Beginners and advanced runners alike want to find out how to run without getting tired. The answer lies in a combination of training practices and downtime techniques you can deploy to boost your endurance.
When you’re just starting out, it can feel like you’ll never be able to reach your goal without stopping for a walk break. You’re wondering when you’ll get over the hump and start enjoying your runs.
Likewise more advanced runners aiming for longer distances like half marathons and full marathons can get frustrated when they get tired during those longer runs.
Each new level has its own barriers and breakthrough points. The key is to find that sweet spot through techniques to help blast through the challenges.
In this post, we’re going to detail the factors that affect your ability to run without getting tired, including:
– Training techniques to run longer without getting tired
– Practical tips for running without tiring yourself out
– Downtime techniques you should use to maximise your running endurance (including diet, fuelling, and rest).
Interested in how to not get tired when running?Let’s jump in!

Why Do I Get Tired When I Run?
There are a few factors to consider when looking at your exhaustion level while running and how to improve it, namely:
- Your endurance capacity. In other words, how long your body can keep running before it gets tired. There are a few components to your endurance capacity, including lactate threshold, aerobic capacity, mitochondria levels, and musculoskeletal endurance. Each component is a separate part of your physiology, but contributes to your ability to keep running without stopping.
- The type of running workout you’re performing. There’s a big difference between getting tired on a slow, easy run than getting tired on an intense hill sprint session. The intensity of the workout affects how quickly we fatigue.
- Your condition during the run – whether you’re tired, stressed, distracted, overfed, hungry…all of these factors play a huge role in how well you perform, and how quickly you get tired. Anyone who has felt some overwhelm in their life then tried to go for a run and simply not had the willpower knows what I’m talking about. It’s also important to be fuelled adequately for the workout you have planned.
Each of these can affect how to not get tired when running. Now I’m going to share exercises and pieces of advice for addressing each of these, and explain exactly how to run longer without getting tired.

11 Ways To Improve Your Ability To Run Without Getting Tired
To prevent getting winded and running out of steam too fast, you should know the major contributing factors that make you a stronger runner.

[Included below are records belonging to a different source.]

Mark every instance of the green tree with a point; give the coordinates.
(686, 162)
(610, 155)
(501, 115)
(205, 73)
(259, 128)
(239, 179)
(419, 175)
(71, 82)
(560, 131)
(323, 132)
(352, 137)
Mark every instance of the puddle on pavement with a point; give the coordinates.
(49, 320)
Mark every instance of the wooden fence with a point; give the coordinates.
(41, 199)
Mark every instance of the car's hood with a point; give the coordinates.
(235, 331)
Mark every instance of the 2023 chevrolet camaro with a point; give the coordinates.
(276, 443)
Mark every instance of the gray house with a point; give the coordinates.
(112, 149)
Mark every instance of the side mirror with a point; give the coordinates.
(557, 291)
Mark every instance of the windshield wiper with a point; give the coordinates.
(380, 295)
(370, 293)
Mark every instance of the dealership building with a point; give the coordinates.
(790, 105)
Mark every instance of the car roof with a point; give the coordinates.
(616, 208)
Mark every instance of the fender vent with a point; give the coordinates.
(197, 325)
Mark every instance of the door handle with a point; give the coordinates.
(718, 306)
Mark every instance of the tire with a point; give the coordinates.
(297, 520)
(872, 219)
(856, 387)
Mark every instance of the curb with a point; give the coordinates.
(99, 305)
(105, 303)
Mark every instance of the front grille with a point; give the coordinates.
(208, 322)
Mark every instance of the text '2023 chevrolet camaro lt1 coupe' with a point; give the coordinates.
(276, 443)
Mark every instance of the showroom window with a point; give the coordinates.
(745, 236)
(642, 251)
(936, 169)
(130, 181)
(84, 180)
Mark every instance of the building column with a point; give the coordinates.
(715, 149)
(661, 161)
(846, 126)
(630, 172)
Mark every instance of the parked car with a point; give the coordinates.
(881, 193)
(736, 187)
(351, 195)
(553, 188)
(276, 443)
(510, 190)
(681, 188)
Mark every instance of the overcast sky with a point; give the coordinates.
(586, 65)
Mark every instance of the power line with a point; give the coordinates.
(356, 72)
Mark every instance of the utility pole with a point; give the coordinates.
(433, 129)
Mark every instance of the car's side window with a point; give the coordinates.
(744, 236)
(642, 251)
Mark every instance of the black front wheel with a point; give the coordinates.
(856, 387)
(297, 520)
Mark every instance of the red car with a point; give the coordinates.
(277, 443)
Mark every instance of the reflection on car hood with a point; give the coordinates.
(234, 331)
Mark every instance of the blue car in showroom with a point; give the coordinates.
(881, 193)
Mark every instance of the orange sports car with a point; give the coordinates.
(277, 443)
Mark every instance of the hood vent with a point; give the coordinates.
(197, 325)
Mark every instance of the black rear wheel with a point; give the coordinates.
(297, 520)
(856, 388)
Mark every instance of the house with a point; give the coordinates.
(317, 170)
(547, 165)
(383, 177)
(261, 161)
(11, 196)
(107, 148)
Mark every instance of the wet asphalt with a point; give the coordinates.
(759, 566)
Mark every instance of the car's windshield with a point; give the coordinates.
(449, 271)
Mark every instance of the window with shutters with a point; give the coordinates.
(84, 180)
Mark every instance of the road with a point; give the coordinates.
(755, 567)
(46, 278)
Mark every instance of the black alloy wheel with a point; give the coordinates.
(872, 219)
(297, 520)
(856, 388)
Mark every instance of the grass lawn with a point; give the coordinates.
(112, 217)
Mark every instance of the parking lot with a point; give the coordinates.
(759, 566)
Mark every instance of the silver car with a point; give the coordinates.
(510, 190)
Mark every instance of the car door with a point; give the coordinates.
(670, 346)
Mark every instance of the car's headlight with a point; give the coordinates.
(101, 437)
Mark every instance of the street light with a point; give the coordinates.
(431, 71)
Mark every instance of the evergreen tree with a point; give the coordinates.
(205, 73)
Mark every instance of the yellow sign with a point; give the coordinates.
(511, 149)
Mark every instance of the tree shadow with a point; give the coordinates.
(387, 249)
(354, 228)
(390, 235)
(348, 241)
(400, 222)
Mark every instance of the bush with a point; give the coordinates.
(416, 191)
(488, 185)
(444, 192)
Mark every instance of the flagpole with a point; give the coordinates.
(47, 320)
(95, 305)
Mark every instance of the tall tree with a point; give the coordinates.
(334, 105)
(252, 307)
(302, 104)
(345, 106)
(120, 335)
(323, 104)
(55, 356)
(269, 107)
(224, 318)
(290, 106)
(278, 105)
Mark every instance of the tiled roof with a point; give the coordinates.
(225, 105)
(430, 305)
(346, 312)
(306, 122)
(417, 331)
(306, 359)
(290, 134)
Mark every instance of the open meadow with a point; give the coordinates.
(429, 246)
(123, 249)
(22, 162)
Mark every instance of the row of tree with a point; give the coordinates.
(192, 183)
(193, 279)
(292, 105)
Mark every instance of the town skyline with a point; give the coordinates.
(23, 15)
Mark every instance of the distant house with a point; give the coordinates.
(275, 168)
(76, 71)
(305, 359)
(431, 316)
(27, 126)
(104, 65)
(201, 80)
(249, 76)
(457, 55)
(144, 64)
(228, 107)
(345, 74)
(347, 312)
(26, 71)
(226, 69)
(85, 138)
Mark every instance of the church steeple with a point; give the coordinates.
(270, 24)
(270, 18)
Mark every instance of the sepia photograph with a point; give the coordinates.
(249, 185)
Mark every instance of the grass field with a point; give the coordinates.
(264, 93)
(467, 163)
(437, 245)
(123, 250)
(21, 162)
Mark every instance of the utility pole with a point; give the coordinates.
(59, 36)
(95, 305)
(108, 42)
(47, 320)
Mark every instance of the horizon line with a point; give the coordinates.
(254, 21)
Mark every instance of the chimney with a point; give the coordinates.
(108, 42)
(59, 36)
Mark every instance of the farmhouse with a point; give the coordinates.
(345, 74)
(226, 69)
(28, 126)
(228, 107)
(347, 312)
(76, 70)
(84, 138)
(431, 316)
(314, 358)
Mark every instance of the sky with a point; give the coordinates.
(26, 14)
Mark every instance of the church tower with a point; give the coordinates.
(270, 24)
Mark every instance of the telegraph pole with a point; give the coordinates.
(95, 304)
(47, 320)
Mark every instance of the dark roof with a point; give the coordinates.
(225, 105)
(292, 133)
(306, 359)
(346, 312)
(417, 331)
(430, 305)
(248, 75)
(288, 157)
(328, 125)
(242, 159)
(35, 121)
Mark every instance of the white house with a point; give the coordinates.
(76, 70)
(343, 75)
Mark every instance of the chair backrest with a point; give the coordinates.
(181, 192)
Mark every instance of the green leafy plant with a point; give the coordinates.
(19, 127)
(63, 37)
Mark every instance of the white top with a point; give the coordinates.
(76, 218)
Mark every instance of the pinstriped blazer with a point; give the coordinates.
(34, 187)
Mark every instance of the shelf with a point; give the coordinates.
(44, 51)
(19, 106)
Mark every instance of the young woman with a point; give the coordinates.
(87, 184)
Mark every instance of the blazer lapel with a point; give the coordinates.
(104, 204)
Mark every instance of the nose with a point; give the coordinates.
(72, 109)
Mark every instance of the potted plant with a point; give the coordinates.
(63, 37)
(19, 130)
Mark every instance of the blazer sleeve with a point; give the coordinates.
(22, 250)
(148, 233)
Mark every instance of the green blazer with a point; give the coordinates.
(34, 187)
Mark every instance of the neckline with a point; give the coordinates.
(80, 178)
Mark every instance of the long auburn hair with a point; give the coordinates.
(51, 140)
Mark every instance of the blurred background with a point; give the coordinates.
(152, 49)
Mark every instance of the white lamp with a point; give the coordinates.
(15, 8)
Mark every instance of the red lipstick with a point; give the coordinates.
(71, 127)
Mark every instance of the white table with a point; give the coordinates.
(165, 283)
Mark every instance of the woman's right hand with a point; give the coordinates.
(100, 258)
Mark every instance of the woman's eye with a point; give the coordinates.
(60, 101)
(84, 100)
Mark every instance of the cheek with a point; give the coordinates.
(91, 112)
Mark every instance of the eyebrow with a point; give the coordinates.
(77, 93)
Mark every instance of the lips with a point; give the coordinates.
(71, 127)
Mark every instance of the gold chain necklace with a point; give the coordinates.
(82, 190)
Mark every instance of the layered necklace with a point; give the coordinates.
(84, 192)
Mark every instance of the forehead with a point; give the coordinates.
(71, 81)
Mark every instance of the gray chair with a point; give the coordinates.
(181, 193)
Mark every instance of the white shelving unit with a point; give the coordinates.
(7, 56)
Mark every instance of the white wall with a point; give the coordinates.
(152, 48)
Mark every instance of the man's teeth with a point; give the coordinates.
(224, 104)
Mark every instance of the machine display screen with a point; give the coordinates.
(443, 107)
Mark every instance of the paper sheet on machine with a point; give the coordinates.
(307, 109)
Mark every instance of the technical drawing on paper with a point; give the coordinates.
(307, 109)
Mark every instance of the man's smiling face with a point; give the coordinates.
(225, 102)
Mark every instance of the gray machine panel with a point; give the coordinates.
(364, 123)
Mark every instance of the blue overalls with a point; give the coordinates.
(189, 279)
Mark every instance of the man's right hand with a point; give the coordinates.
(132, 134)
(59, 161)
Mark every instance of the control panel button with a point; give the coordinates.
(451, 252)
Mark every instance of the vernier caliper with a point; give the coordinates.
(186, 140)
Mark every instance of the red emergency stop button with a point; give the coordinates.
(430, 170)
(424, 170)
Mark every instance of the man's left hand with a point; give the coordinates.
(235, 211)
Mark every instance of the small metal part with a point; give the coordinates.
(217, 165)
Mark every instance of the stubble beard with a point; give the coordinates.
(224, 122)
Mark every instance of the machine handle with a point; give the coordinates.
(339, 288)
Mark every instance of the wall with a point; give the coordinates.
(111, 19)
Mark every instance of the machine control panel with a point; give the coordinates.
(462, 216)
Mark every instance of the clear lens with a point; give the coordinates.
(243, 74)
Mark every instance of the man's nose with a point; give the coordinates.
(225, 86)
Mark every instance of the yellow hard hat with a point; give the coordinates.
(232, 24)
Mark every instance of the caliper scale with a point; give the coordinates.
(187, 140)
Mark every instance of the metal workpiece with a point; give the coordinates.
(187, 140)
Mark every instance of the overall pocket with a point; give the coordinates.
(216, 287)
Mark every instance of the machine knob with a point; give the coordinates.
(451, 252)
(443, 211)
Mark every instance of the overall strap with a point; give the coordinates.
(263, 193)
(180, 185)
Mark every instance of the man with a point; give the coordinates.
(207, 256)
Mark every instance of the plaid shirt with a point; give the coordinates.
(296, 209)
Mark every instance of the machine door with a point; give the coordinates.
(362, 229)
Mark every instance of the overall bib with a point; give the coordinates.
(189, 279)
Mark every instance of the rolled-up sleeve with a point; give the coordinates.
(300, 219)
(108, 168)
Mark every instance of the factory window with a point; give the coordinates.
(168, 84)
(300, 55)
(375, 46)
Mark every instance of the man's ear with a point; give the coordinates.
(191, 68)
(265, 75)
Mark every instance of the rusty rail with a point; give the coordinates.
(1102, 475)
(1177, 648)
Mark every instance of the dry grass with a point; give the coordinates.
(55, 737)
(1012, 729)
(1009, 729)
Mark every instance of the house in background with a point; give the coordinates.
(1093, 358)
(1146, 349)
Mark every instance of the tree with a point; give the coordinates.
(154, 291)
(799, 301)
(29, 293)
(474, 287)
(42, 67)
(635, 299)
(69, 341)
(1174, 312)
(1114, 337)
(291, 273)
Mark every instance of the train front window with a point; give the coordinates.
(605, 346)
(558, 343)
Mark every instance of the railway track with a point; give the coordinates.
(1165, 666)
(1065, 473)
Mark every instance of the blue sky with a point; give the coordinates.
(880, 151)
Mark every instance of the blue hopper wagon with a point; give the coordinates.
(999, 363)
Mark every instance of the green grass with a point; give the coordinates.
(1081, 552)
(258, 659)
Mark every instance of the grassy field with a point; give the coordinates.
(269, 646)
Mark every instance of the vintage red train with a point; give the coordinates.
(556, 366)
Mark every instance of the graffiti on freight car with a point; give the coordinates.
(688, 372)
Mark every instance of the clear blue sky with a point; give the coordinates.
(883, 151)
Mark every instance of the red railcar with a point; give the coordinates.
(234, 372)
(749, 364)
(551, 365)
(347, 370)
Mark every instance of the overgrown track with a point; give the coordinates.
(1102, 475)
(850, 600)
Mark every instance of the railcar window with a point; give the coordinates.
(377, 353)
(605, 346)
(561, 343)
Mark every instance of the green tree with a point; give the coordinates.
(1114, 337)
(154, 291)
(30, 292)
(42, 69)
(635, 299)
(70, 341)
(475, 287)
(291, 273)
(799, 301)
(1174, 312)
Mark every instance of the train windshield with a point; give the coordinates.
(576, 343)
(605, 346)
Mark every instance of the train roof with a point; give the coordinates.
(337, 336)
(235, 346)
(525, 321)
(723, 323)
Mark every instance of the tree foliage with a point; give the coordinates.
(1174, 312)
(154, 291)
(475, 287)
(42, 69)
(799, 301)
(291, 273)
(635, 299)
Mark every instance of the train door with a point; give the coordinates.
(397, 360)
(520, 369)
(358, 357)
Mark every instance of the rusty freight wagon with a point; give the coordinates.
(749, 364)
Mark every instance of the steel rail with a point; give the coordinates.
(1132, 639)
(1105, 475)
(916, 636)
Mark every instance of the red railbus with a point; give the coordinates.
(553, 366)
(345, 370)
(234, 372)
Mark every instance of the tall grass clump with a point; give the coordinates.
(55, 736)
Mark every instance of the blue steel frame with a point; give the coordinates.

The Starting Point: Your Wellbeing
It’s often the last thing runners consider, but almost everything in your life can affect your running performance in one way or another.
Tip #1: Ensure You’re Well-Rested
Sleep deprivation is a major problem in modern society – and it’s affect on your running performance might explain why you get tired so quickly.
Studies have shown that there are several consequences to running while sleep-deprived, including:
- rate of perceived exertion increases (a workout feels harder than when you’re well-rested).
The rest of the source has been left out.